Francesco Castelluccio, a young barber-in-training who instead becomes a worldwide sensation as Frankie Valli, is played by Luke Suri in another West End debut. Somewhat to my surprise, having been mostly unfamiliar with the work of the Four Seasons, and with Jersey Boys itself, Valli was not the immediate focal point of either the group’s success or the musical's story. When he does take centre-stage, Suri's strength as an actor becomes apparent – where Frankie had previously gone from Tommy’s new discovery, to his protégé, to his employee in all but name, his own personal tragedies fierce attachment to loyalties allow Suri to stun with both explosive and subtle shifts in emotion.

Unlike the more measured nature of his acting in those early scenes, his power as a vocalist is instantly recognisable. That softer, more youthful portrayal balances spectacularly against the emotional heft put into his singing, where Suri bubbles emotions to the surface and keeps them clear and deeply realised without sacrifice or agility. Valli will always be known for the unusual power and control of his upper register and soaring falsetto, but Suri prices to not only have this same mastery, but to have a rich and resonant voice throughout an impressive vocal range.

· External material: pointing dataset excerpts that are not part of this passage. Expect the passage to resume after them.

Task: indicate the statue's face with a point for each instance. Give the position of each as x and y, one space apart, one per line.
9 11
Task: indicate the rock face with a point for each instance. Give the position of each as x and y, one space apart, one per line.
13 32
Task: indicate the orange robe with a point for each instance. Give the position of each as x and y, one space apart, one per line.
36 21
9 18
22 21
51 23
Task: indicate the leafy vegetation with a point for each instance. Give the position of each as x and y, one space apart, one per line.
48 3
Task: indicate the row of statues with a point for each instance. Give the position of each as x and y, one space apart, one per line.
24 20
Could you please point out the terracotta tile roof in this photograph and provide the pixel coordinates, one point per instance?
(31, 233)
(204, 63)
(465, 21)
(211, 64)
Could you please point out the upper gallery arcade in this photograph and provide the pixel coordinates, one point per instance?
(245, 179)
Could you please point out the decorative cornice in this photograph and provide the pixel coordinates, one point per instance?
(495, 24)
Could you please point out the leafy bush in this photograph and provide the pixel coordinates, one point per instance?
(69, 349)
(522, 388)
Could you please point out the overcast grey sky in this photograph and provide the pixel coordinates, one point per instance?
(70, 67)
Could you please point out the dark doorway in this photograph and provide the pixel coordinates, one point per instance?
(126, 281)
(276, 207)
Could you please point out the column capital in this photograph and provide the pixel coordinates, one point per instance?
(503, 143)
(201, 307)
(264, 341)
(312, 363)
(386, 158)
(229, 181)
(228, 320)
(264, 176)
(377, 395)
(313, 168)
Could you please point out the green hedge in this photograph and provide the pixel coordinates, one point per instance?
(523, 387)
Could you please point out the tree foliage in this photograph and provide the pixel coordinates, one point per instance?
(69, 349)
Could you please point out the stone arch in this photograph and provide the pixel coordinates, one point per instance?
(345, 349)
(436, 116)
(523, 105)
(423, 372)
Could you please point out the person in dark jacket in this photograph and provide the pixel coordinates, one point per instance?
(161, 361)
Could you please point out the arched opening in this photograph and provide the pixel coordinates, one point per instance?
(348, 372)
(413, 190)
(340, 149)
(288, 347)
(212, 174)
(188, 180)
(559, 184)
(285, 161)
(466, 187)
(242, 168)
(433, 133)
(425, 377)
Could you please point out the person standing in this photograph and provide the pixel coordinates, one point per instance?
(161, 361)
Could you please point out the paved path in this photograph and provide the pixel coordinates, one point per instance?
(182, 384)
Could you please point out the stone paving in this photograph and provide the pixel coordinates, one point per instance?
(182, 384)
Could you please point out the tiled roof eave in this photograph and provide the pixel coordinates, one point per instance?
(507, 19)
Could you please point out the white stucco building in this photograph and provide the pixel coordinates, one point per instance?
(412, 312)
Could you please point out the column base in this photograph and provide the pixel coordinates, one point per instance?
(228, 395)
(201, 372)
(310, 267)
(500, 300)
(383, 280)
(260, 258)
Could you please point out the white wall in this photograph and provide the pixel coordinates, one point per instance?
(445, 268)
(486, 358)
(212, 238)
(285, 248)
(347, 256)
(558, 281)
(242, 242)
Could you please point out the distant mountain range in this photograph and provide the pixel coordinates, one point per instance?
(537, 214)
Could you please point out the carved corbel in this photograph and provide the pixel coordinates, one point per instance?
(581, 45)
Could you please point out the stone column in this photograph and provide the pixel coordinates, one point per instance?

Still a crowd pleaser and a genuinely good time at the theatre, Jersey Boys proves time and time again why it has become such a success. Yes, the trappings of a musical biopic are all there, and yes they're just as cringe-inducing here as in Bohemian Rhapsody or Elvis. Still, the show is a great deal of fun and will continue to have an audience for as long as nostalgia is strong – that is to say, it will always have an audience. If you love the Four Seasons, you'll find plenty to love here. And if you don't love the band, you may be surprised just how much appeal Jersey Boys holds for you.

Jersey Boys is currently booking at the Trafalgar Theatre until January 2024.